E6(R3) builds on the principles introduced in ICH E8(R1) and represents a clear shift: away from compliance-by-checklist and toward embedding quality into trial design from the start. It also modernizes GCP to account for digital technologies, decentralized elements, and broader participant inclusion, while reinforcing ethics and transparency as central pillars of clinical research.

We've distilled the key points below.

From “compliance” to quality by design

Where E6(R2) focused on adding oversight mechanisms, E6(R3) calls for a deeper integration of quality principles into trial planning itself.

As the guidance puts it:

“quality by design should be implemented to identify the factors…that are fundamental to the protection of participants, the reliability and interpretability of the trial results, and the decisions made based on those trial results”

This requires sponsors to prospectively identify “critical-to-quality” factors—such as protocol design elements, participant selection, blinding, or investigational product handling—and develop proportionate risk controls. Tolerance limits must be set in advance, with procedures in place to evaluate and address deviations that may point to systemic issues.

In other words, regulators are now asking sponsors to prove not only that monitoring and quality checks exist, but that trial design itself has been stress-tested against foreseeable risks.

An embrace of flexibility and technology

E6(R3) explicitly recognizes that trials no longer happen solely in traditional clinic settings. The guidance calls itself “media neutral,” opening the door for wearables, sensors, and electronic health records to be integrated when validated and fit for purpose.

Remote consent and digital modalities (text, images, video, phone/video visits) are permitted where appropriate, so long as the process ensures clear, comprehensible information and adequate understanding, with identity assurance per regulations.

Very importantly, the guidance stresses that new technologies must be adapted to participant characteristics and trial context—not the other way around. This obviously reflects the broader cultural shift: innovation is encouraged, but participant protection remains paramount.

A higher bar for transparency

The new principles strengthen expectations around public accountability.

Sponsors are reminded that essential records must be retained securely and made available for regulatory inspection, but E6(R3) goes further by requiring “timely registration on publicly accessible and recognized databases and the public posting of clinical trial results.”

The guidance also encourages sponsors to consider communicating results directly to participants in an “objective and nonpromotional” manner. This marks a pretty meaningful evolution in transparency—moving beyond data disclosure to active engagement with trial participants and the public.

Oversight (still) cannot be delegated

This point touches on one of the perennial problems we encounter in our own GCP audit work for clients across the clinical space: passing oversight responsibility that can’t be passed.

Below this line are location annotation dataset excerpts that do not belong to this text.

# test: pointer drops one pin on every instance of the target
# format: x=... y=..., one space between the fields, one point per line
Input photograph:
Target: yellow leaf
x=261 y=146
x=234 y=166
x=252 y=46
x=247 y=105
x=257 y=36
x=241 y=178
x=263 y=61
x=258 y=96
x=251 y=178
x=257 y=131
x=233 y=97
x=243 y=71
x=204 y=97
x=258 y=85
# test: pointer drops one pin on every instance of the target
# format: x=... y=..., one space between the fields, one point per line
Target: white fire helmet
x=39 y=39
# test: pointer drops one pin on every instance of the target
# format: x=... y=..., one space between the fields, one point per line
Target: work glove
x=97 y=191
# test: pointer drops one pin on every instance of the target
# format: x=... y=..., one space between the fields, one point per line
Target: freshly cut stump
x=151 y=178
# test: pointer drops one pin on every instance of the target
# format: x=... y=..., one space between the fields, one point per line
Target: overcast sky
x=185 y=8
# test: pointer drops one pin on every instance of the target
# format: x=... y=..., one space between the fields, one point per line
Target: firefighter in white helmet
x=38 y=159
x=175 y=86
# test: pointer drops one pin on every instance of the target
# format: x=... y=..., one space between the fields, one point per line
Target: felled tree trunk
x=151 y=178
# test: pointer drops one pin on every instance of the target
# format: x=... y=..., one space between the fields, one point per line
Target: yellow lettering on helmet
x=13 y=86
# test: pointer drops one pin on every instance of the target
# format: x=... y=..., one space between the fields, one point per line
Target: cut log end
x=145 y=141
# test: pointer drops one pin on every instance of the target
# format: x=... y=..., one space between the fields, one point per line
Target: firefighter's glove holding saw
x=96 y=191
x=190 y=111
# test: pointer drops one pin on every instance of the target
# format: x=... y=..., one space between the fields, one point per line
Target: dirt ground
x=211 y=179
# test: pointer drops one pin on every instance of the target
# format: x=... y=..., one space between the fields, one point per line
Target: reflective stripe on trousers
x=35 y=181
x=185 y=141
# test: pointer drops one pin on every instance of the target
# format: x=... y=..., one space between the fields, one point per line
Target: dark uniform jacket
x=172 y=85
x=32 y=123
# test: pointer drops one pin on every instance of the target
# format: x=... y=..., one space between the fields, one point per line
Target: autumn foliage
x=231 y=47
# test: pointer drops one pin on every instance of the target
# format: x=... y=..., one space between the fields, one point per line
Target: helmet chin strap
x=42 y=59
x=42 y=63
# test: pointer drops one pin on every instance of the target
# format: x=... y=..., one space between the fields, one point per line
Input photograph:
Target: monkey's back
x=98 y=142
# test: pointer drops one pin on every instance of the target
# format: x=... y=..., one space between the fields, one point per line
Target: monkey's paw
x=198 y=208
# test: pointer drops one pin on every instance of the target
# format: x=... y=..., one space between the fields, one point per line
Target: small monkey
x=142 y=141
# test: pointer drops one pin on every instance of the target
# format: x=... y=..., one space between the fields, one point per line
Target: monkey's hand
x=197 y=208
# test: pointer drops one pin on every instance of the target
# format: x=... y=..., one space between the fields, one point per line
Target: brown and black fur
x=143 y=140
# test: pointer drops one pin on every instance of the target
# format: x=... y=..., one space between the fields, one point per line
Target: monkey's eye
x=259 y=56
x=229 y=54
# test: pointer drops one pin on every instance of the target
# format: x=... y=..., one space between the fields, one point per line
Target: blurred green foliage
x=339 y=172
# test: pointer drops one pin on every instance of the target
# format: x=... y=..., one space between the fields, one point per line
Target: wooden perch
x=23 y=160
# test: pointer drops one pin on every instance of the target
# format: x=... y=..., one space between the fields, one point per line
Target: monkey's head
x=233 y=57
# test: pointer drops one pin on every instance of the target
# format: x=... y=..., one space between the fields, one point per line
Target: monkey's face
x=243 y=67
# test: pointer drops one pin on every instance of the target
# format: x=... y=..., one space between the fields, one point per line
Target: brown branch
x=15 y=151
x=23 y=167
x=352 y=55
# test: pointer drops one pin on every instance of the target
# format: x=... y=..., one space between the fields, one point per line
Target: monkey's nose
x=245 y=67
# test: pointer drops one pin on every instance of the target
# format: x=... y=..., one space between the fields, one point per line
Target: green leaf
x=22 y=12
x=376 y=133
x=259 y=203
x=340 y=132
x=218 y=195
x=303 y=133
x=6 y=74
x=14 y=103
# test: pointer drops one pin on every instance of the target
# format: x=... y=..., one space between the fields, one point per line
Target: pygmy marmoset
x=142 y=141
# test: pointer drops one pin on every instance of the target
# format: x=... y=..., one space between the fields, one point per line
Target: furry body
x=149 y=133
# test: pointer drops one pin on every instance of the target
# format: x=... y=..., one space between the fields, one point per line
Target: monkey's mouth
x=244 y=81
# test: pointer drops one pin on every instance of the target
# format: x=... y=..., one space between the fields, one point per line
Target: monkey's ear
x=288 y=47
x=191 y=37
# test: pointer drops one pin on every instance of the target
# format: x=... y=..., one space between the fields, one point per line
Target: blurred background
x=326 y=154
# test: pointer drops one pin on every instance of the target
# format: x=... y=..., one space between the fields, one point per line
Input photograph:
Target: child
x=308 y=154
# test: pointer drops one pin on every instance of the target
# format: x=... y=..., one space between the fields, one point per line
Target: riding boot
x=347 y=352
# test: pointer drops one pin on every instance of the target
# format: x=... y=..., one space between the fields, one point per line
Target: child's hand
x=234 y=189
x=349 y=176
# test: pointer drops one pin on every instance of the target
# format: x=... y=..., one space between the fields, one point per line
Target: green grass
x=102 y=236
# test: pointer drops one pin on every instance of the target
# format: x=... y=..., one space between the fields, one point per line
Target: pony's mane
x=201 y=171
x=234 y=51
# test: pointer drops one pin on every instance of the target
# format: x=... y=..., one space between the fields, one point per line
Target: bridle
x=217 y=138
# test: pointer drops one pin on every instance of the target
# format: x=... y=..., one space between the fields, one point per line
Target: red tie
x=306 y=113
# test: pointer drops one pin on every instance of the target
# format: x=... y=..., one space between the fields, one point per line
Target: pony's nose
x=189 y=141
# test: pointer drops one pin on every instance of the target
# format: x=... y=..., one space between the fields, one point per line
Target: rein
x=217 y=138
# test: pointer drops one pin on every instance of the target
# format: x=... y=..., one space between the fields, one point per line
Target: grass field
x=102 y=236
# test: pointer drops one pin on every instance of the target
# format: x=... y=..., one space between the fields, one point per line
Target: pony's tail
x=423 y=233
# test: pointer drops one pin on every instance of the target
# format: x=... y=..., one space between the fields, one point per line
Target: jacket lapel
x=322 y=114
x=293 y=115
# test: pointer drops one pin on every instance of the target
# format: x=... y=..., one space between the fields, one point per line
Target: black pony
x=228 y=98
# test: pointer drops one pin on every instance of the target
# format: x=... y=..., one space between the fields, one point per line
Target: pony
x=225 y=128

Both sponsors and investigators may delegate activities to CROs/service providers, but responsibility remains non-transferable. Roles must be documented in agreements, and the sponsor/investigator must maintain appropriate oversight of delegated activities. This extends to subcontractors, too!

Expanding data governance

One of the most notable updates in E6(R3) is the detailed expansion of data governance requirements. The guidance introduces a full “data life cycle” model, covering capture, metadata, corrections, transfers, retention, and destruction.

Sponsors and investigators are expected to validate computerized systems, secure user access, maintain tamper-proof audit trails, and plan for risks to blinding. Audit trails may not be disabled, and any unplanned unblinding must be documented and assessed for its impact on trial results.